Do we have something to compare this number to? Don't we expect most crimes to not go to trial, if the convicted person agrees that they committed the crime?
France trial are not "jury of your peer" trial. If I'm not mistaken, only the "Cour d'assises" has jurors. "Being judged by your peer" is not an enshrined Right in Europe.
Do they agree that they committed the crime or are they just making a tradeoff of a definite 5 years vs. a probable 25 years or something similar due to plea bargains?
From what I am reading, especially in drug cases this the tradeoff a lot of people are making. Add to this being poor and lacking legal education this is a rational choice.
It's true that most American prisoners are not "nonviolent drug user" inmates. However, around 250,000 of them are [1]. That's still a huge chunk of human life.
As a side note, I think HN readers may get a lot out of reading [1], which is a pretty concise look at the American prison system and some of the facts and myths around it.
People seem to forget how devastating drugs are to communities. We see it right now with meth and poor whites. It was (is?) true about African Americans and crack cocaine. There is no “legalize it” solution with these drugs. If you want to rehab low level offenders, fine. But high level offenders, the people running the operations, deserve their sentences.
I think you're missing the fact that illegalization is pushing these substances and their users into the black market, deep in the margins of society, and essentially leaving the rest of us powerless. If we were to own up and legalize it, we would be in a better position to treat it and to apply preventive measures. Plus we wouldn't be financing the underworld. As far as I can tell, facing the hard issues, like working with the most disadvantaged people, is the only thing that makes a difference, while illegalization is about rejecting them.
That's comically untrue. The drug war is a policy coined and handed down by the Nixon and subsequent White House administrations on the rest of the West, and in the US it does have strong racist undertones (see minimum sentences for crack cocaine compared to powdered cocaine).
Not even sure what you mean by laws coming from local communities. To someone involved in the drug industry illegalization is a conundrum. On the one hand, you might get punished. On the other hand, you're incentivized to do it, because you'll make a lot of money filling the supply vacuum left by the formal economy. Add bad socioeconomic conditions into the mix and poverty becomes much scarier than criminal prosecution.
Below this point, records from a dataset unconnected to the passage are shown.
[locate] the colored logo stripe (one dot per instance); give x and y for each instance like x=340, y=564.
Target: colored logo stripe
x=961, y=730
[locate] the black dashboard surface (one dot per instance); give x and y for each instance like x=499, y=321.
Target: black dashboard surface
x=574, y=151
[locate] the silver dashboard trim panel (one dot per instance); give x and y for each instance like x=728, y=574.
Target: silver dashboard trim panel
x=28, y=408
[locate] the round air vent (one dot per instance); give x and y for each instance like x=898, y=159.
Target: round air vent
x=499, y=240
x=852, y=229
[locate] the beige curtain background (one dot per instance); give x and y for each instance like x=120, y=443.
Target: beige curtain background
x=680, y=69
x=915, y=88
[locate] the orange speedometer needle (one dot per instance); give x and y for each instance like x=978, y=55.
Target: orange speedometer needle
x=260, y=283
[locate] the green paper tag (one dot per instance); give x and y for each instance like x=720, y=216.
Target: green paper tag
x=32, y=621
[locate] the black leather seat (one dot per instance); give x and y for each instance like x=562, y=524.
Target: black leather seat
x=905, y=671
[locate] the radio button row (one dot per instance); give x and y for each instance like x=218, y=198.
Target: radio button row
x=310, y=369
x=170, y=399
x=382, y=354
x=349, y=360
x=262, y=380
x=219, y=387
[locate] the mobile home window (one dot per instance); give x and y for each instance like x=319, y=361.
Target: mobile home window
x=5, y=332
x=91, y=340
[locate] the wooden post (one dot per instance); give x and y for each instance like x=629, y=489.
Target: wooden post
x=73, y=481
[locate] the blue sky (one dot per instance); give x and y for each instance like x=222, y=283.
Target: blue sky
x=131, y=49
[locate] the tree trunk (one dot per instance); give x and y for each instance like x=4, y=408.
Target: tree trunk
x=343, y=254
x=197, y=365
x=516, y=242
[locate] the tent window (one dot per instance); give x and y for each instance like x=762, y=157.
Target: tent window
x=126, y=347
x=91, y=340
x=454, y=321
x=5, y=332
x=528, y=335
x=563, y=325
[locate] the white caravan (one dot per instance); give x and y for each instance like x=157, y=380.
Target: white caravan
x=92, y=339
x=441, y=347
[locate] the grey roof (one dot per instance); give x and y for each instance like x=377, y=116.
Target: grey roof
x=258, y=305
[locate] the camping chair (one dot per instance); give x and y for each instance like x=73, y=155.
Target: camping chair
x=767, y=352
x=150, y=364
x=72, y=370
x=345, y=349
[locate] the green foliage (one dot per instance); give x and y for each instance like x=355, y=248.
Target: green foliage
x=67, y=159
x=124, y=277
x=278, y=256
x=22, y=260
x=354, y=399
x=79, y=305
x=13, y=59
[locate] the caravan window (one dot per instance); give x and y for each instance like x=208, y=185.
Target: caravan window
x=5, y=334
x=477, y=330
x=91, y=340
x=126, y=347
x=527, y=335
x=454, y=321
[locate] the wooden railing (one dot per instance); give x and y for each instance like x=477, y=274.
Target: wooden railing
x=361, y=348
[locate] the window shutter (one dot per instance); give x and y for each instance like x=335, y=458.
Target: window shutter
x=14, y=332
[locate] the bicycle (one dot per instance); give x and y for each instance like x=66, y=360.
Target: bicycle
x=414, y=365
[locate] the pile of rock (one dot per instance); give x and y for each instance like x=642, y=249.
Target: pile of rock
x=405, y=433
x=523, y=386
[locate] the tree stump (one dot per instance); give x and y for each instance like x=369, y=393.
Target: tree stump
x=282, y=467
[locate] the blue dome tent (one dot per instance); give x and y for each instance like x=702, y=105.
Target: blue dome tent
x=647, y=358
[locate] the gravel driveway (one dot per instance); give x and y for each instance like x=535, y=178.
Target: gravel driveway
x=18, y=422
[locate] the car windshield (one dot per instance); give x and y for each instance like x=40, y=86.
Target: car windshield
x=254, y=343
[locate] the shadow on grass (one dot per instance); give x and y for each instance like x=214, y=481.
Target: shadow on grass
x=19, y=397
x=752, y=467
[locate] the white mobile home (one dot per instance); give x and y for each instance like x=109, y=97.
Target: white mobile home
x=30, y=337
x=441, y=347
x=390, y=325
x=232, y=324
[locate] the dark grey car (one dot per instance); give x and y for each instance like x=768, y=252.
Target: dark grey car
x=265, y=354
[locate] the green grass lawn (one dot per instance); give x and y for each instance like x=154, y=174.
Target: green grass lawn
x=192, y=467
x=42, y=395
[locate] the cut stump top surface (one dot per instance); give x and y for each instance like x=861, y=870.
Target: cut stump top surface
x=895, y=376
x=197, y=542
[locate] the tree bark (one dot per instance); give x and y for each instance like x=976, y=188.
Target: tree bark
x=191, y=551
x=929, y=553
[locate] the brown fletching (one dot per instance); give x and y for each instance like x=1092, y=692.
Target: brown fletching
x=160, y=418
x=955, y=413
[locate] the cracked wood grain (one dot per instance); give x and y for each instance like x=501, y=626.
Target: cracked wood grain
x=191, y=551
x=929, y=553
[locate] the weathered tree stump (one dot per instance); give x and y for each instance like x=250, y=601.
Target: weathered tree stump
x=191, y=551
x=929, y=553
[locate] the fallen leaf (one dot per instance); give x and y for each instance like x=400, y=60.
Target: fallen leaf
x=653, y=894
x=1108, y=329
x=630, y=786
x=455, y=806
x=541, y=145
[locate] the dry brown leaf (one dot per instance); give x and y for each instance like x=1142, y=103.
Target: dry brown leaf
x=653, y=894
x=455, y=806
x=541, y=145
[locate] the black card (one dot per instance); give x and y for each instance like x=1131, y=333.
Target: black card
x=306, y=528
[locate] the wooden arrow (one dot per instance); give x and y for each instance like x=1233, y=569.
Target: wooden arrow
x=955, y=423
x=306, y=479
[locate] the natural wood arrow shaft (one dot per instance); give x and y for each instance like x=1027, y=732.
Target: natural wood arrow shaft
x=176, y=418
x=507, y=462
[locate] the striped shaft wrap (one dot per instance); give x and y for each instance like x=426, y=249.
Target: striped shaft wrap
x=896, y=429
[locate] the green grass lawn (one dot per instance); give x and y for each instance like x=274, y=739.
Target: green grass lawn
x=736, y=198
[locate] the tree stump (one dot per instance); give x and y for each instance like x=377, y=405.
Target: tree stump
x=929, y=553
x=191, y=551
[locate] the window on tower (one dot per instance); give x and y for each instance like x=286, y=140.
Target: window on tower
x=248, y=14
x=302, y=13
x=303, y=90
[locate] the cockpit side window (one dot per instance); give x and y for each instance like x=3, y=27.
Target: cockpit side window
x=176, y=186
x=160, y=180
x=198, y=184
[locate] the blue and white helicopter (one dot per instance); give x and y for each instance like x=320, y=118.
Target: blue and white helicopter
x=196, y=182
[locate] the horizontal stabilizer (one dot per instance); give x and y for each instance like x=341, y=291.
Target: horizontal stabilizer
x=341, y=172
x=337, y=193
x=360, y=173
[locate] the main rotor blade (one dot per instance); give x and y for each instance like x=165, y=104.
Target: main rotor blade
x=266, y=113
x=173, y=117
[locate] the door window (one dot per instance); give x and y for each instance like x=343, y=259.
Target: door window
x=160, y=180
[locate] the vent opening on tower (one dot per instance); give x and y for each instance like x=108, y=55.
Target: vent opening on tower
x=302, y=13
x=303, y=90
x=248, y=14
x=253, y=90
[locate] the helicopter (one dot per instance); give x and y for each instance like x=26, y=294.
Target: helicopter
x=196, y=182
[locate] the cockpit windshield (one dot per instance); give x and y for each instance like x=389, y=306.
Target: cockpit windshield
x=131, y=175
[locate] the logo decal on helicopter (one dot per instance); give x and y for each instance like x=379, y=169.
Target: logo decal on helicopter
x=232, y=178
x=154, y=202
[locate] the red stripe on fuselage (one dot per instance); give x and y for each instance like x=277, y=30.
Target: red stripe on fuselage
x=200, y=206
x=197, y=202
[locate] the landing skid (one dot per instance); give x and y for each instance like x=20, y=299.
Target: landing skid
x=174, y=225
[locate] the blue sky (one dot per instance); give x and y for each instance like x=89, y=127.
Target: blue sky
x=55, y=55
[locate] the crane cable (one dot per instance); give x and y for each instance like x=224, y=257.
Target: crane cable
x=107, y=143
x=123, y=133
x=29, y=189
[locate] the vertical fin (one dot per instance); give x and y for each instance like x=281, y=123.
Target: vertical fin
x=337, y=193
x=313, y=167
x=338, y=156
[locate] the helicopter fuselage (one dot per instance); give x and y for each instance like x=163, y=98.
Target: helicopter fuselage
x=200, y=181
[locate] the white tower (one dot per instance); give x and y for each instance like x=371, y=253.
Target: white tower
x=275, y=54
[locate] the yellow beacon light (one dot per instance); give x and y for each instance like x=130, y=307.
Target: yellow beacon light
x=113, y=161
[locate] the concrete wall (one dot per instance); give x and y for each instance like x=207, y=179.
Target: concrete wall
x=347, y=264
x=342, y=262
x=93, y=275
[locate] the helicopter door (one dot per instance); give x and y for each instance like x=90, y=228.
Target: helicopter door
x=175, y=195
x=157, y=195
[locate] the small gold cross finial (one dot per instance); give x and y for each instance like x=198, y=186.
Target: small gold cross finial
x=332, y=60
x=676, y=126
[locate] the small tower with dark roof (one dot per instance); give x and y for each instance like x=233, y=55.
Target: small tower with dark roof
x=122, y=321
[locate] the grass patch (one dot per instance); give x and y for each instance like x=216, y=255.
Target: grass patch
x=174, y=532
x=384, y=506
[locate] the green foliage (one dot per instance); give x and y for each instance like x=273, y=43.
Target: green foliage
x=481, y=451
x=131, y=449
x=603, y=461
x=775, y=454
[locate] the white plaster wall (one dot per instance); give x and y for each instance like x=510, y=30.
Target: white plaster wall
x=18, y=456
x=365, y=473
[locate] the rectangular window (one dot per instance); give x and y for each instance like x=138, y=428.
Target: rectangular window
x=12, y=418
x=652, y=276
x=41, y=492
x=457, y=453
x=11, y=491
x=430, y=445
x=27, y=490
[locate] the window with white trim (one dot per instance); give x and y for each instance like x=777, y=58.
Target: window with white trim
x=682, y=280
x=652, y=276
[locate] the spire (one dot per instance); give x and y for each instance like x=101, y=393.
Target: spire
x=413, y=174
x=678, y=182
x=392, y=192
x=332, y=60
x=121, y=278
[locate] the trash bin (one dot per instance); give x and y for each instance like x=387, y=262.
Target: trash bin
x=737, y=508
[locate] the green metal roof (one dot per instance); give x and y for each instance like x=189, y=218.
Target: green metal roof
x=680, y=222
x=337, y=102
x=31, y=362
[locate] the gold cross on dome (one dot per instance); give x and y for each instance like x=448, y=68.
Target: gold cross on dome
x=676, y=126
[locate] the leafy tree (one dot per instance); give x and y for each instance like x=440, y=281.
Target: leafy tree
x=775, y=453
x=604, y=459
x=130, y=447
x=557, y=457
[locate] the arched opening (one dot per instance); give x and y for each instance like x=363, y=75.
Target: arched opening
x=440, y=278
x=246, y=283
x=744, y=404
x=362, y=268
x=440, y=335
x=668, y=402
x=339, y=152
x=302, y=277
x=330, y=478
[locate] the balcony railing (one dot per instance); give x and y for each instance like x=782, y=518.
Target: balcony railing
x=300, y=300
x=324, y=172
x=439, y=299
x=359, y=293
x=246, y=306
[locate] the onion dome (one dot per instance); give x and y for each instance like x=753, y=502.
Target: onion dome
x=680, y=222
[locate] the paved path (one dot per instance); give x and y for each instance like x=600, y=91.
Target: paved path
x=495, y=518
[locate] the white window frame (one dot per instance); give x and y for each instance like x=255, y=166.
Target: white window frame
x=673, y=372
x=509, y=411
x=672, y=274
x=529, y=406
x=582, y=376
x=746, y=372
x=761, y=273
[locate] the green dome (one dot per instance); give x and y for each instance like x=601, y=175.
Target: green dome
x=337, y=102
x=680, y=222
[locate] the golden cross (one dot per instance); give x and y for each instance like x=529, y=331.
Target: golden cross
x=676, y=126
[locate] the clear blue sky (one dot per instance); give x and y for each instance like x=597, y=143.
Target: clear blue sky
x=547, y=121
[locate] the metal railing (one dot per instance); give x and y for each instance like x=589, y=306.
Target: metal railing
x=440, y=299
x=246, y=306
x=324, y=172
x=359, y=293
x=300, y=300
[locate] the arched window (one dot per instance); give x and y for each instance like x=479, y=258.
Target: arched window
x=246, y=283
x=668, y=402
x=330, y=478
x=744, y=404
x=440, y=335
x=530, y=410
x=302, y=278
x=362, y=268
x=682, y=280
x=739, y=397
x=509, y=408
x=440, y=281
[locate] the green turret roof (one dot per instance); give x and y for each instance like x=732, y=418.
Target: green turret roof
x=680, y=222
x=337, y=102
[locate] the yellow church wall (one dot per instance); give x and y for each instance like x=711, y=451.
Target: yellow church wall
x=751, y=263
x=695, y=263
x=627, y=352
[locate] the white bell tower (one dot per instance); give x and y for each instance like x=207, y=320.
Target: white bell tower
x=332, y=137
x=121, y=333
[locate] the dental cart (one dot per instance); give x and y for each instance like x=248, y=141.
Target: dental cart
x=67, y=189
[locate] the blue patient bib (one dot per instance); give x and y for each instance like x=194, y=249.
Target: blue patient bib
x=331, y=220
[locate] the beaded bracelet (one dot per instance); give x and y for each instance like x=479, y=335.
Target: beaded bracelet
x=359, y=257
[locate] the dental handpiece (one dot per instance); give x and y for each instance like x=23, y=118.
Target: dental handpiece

Criminalization doesn't work. We have known this for decades. Destroying people's lives perpetuates the problem. Treat drug addiction as a public health issue and it needs to go hand-in-hand with poverty reduction.
It's not a scare quote. It's how reasonable people approach novel turns of phrase so that they don't become part of our culturally accepted common knowledge without any basis in fact.
1/5 or 20% of people currently incarcerated are for non-violent drug use. This article tries to downplay it by reversing the statistic saying 4/5's aren't non-violent drug offenders. So about ~450k are incarcerated for non-violent drug possession in any given day.
Did you bother actually looking up the data? Because intentional homicide in the US is indeed more than 6x greater than it is in places like Austria and Switzerland.
There is no country in western Europe with anywhere near the violent crime rate as the US.
Yes I did. US has 3 times more murder then average EU. That is not the same as 6 times more. And some of surplus is one person killing more people, so you then have one person being in prison instead of multiple.
And murder clearance rates are low anyway, so that on itself can't be reason for disparity.
I am inclined to believe that criminal inclination is a human universal. I am also inclined to believe that the American system catches and punishes more criminals (as a percentage) than the European systems. But some disparity does seem to exist.
One of the few unchecked powers of the US president is the pardon. I never understood why Obama (now Trump) didnt just pardon all federal non violent drug offenders on the last day of his 2nd term...
I doubt he prioritized that over the political baggage it would create for his successors or his personal life. I wish he had been inspired by carter, but politically I think this must seem riskier than those pardons. The rhetoric around why prisoners shouldn't vote seem to underly a lot of the same thinking, but I wish we knew their rationale.
That shows the amplitude and the spread of the carceral problem in the US.